Mug di Małgorzata Szumowska costruisce una satira feroce e grottesca della Polonia contemporanea, sospesa tra cattolicesimo esasperato, provincialismo e ipocrisia sociale. Il protagonista Jacek è un ragazzo di provincia appassionato di heavy metal, capelli lunghi e atteggiamento ribelle, che cerca di distinguersi dall’ambiente conservatore che lo circonda. La sua eccentricità, però, resta inizialmente tollerata perché superficiale, quasi folkloristica. Tutto cambia quando Jacek rimane vittima di un grave incidente mentre lavora alla costruzione della gigantesca statua di Cristo di Świebodzin, realmente esistente e simbolo della megalomania religiosa del paese. Dopo l’operazione di trapianto facciale — ispirata a un vero primato medico polacco — il ragazzo torna a casa con un volto completamente diverso, trasformandosi improvvisamente in qualcosa che la comunità non riesce più ad accettare. L’eccentrico può essere tollerato; il mostro no. Da qui il film diventa una parabola sull’intolleranza e sulla cecità morale della società polacca.
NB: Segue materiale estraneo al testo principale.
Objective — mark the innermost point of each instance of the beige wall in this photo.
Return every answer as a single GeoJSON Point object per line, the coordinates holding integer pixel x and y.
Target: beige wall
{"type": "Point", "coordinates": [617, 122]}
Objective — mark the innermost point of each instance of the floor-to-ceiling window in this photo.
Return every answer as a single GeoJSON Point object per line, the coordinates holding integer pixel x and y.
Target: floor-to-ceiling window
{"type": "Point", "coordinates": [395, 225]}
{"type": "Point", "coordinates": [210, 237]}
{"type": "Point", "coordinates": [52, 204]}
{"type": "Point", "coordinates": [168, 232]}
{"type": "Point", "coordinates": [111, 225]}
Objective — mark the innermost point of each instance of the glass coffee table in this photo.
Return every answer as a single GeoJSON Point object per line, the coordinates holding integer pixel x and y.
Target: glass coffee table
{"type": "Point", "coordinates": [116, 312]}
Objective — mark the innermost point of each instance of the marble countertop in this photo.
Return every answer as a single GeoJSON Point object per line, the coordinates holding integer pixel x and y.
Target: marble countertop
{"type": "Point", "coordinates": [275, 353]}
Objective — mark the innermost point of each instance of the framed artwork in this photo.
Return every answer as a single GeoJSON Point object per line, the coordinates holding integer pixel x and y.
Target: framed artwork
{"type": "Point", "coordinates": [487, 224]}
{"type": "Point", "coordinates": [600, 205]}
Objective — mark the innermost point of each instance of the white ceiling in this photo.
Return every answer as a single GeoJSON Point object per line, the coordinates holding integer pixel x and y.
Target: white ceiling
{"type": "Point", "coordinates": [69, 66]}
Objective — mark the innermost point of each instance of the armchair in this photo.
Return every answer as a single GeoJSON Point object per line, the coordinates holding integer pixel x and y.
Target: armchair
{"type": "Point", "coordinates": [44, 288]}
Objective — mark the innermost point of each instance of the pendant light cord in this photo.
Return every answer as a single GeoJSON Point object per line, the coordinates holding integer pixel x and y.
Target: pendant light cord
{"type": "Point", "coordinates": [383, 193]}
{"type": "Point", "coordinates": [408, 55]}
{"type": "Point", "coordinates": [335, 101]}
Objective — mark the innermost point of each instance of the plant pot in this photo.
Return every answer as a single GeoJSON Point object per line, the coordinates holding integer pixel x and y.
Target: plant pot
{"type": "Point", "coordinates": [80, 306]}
Szumowska insiste molto sull’ipocrisia religiosa dei personaggi, capaci di venerare simboli cristiani giganteschi ma incapaci di mostrare compassione reale verso chi soffre. Visivamente la regista lavora spesso con immagini sfocate e fuori fuoco, trasformando questa scelta estetica in metafora dell’incapacità collettiva di guardare davvero il dolore e la diversità. Nonostante alcune incertezze, Mug resta un’opera potente e provocatoria, capace di usare il paradosso e il corpo deformato del protagonista per riflettere sulle paure, sulle ossessioni religiose e sulla fragilità morale della società contemporanea.